The National Museum. The Aboretum.4 Comments
Item #: 33122
Thanks for sharing this photo Albert, I hadn't seen it before.
Thank you for posting Albert.
I was reading about the ages of the young boys who enlisted in the British Army during WW1. Also about Sydney Lewis who was the youngest at 12 years and 5 months . He was fighting on the Somme at just 13. Thankfully for him he was sent home after a few weeks after requests by his mother. I read that boys 14 and over were coming forward in droves to enlist, which they were allowed to do even though the enlisting sergeants knew full well they were under age. Some say you had to be 19 to fight others 18, which ever was correct they were neither. We owe those young men so so much. To see their young faces in their army uniforms when basically many were still just kids. It's heart-rending.
It is a very moving place to visit & the main memorial says it all about war.

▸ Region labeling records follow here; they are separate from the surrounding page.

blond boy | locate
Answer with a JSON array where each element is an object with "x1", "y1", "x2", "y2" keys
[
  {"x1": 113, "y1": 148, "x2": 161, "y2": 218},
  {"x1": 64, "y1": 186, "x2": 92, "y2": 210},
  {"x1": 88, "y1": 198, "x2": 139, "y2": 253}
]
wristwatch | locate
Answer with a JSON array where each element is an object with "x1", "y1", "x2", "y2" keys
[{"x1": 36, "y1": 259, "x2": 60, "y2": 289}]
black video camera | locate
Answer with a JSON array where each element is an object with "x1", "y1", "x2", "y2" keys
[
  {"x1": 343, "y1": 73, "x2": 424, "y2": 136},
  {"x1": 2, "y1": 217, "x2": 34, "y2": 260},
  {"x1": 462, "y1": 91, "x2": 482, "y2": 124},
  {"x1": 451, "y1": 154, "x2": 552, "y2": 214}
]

In addition to the monuments, and memorials to the armed forces, there are numerous others, acknowledging the humanitarian organisations that unselfishly dedicate themselves to alleviating suffering throughout mankind, and the animal world. It amazed me, plaque after plaque, in the merchant navy area, how many ships, of different shipping lines, were sent to the bottom of the oceans’, and seas’. by enemy action. Thousands, and thousands of tons.